“I’ll travel back in time,” declares the rabbit, “and steal Cain’s cereal.”
The rabbit is briefly lost in bliss. “I’m sure that even back in Biblical times,” he says, “the grain that Cain intended as a sacrifice for God was deliciously fruity!”
Quickly, the rabbit dons his disguise. He dresses as Abel. He buys a rack of lamb from the supermarket. He boils it in sheep’s milk, because only things boiled in sheep’s milk can use the temporal fibrillator. Then he travels back in time!
On the sacrifice rock, he finds the cereal of Cain’s sacrifice. The rabbit seizes it and sets the lamb down in its place.
“At last!” he cries.
But there is Cain, coming through the fields, and there is a sharp stone in his hands.

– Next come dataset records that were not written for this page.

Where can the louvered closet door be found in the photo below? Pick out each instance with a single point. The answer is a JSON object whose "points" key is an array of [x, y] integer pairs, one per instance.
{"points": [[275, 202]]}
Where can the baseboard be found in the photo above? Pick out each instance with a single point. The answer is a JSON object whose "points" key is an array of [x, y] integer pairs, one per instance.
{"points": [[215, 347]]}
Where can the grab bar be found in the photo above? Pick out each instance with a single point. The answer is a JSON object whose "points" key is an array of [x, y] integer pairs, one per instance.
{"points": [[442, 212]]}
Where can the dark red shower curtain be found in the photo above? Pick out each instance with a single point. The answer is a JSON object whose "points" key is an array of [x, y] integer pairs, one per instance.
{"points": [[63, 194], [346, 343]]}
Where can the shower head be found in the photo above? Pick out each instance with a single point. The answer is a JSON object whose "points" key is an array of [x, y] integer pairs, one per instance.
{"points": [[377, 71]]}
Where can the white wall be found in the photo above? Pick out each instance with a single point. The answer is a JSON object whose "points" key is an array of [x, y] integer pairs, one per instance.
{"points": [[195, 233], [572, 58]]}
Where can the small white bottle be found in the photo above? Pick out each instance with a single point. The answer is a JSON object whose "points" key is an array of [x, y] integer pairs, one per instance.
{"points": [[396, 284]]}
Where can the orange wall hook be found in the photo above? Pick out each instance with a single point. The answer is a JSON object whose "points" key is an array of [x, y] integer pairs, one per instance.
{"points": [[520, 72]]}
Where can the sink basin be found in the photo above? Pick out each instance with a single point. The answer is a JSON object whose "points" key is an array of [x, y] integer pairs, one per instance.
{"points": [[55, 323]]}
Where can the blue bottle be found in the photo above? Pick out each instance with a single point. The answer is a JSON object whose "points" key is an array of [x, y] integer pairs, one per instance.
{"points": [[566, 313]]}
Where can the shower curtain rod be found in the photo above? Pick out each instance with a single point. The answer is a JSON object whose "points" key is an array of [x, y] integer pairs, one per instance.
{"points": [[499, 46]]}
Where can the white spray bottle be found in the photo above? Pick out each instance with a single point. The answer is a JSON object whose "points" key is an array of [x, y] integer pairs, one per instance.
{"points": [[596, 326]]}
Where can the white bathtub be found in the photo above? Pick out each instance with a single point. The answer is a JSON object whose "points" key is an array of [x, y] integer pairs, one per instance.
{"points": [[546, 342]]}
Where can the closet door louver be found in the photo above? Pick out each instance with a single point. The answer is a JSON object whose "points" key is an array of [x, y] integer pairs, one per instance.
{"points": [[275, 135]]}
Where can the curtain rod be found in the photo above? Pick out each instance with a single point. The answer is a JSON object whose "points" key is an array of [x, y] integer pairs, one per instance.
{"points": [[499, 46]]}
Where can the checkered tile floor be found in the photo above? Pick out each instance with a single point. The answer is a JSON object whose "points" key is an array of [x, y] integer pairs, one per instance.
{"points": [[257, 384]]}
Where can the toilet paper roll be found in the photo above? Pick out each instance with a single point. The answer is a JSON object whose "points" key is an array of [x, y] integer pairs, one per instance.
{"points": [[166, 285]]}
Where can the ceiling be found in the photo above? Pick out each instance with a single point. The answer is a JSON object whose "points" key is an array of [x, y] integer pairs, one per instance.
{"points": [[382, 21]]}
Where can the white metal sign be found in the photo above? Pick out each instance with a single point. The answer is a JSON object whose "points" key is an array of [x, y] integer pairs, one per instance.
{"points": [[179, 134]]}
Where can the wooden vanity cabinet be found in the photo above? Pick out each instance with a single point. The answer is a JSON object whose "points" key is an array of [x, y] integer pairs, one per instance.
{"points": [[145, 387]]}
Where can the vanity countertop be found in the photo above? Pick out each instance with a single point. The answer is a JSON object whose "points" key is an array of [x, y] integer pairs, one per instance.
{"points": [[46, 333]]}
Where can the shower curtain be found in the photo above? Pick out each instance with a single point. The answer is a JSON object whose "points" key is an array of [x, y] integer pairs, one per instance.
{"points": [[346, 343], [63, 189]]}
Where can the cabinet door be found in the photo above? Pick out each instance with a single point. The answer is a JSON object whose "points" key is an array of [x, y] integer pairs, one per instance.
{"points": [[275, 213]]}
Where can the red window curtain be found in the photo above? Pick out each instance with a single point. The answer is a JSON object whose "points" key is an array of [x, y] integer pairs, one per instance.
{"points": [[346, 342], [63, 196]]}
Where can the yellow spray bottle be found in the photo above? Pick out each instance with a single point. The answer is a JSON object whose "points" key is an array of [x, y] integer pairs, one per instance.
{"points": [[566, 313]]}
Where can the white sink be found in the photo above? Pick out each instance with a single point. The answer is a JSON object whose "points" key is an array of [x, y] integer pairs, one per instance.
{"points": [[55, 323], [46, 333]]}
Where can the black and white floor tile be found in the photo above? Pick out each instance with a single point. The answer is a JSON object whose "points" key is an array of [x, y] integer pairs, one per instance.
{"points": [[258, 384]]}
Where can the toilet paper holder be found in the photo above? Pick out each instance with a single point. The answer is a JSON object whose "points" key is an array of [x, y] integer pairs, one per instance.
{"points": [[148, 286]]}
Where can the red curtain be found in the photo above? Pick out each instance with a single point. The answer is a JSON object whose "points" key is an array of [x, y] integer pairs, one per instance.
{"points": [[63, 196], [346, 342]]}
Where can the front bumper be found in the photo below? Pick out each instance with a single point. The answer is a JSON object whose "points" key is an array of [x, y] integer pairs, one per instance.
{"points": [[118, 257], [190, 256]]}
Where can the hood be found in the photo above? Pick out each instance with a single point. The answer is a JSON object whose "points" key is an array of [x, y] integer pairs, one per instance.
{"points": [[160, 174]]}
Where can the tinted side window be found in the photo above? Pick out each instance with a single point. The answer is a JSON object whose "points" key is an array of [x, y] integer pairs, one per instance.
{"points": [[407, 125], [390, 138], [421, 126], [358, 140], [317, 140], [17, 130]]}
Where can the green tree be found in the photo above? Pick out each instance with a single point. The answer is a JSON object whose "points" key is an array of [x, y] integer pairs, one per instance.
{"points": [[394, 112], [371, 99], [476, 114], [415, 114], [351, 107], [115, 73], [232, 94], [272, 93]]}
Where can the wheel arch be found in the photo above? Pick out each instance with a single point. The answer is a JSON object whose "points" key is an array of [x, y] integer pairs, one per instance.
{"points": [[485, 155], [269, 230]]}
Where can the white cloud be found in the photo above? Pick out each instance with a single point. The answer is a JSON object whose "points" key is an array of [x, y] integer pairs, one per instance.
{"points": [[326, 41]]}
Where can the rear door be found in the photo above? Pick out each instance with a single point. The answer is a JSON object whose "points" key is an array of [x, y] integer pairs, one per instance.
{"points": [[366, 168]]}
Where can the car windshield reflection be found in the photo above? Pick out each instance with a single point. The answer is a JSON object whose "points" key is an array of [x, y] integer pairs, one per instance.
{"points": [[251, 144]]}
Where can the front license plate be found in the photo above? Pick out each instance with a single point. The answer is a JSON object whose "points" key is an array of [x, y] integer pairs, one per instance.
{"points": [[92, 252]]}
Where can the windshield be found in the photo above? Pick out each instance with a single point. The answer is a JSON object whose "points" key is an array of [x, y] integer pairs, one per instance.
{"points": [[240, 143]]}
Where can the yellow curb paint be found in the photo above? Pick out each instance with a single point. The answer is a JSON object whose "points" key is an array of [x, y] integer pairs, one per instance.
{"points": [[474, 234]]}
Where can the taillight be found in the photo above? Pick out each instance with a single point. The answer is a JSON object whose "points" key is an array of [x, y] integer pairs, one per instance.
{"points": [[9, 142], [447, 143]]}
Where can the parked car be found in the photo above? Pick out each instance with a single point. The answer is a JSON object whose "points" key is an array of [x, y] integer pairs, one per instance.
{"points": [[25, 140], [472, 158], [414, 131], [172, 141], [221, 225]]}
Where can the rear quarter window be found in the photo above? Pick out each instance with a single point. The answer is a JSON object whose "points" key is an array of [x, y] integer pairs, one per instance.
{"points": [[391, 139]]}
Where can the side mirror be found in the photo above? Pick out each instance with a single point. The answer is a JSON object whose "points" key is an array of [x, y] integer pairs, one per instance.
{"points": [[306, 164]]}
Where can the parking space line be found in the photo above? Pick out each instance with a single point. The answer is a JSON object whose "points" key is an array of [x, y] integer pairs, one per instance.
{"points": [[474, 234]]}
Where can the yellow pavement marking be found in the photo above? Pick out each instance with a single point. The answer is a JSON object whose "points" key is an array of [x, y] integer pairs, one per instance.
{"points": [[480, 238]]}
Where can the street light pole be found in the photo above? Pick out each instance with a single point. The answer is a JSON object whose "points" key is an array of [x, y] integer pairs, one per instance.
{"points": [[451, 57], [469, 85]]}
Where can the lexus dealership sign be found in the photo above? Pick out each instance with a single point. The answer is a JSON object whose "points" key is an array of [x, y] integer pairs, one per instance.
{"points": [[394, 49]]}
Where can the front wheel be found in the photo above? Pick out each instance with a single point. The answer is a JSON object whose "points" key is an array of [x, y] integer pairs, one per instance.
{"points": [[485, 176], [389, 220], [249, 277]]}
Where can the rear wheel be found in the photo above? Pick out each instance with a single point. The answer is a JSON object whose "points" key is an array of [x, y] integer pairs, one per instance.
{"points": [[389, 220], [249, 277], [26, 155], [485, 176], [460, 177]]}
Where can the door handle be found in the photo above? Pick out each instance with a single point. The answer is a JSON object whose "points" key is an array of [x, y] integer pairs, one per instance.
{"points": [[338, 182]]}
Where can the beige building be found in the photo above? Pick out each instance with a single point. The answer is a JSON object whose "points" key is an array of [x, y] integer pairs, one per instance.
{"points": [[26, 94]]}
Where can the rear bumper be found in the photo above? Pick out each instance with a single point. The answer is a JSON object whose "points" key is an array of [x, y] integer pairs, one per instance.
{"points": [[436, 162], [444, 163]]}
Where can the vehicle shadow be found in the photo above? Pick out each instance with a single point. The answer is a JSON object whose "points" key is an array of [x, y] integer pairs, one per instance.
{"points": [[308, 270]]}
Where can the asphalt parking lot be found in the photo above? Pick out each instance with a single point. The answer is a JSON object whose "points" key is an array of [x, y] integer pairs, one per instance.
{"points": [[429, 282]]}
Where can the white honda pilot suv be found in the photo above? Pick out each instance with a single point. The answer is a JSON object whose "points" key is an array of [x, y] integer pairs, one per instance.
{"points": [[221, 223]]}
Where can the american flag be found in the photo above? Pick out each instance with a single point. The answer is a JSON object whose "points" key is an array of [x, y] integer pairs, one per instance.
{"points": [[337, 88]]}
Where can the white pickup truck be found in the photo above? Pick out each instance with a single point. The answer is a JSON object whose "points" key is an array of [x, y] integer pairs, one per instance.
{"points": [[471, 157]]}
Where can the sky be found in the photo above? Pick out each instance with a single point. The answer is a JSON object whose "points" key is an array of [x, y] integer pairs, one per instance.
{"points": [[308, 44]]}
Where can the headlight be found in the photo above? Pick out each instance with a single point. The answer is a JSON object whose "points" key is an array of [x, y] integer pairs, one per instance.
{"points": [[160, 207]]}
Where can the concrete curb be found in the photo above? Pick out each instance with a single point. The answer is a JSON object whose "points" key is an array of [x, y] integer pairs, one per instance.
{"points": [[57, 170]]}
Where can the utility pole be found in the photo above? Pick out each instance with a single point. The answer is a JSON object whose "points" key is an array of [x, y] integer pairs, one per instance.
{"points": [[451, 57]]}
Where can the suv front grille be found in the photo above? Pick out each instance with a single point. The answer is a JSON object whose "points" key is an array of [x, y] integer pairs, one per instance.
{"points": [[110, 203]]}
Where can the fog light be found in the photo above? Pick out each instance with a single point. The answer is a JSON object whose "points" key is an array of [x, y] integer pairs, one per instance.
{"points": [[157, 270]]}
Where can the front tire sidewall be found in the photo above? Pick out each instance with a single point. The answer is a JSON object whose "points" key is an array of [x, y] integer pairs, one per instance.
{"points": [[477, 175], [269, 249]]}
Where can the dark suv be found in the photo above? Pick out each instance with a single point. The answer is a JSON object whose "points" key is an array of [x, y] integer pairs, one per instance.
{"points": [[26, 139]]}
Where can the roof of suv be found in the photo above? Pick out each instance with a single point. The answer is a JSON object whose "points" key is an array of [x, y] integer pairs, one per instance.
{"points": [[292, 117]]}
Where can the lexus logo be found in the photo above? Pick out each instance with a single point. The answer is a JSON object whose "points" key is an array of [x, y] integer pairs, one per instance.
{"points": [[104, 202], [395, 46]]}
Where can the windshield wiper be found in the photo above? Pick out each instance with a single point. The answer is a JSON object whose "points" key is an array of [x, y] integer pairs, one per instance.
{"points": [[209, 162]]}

“Cain,” cries the rabbit. “Do you not recognize me? It is I, your brother Abel!”
“I have no brother,” says Cain, his puzzlement genuine.
The rabbit frantically makes his disguise more convincing. “Don’t you remember me?” he asks. “Your younger brother, a keeper of sheep? Born in sorrow from our mother’s womb?”
For a moment, Cain almost looks convinced. “It seems plausible that she could have more than one child,” he admits. “And I have extremely poor long-term memory.”
One of the rabbit’s ears pops out.
Cain’s eyes narrow. “Yet,” he says, “that cereal was meant for God alone.”
The rabbit tries to tuck his ear back under his wig, but only frees the other.
“Silly rabbit,” Cain says, in a voice of blood.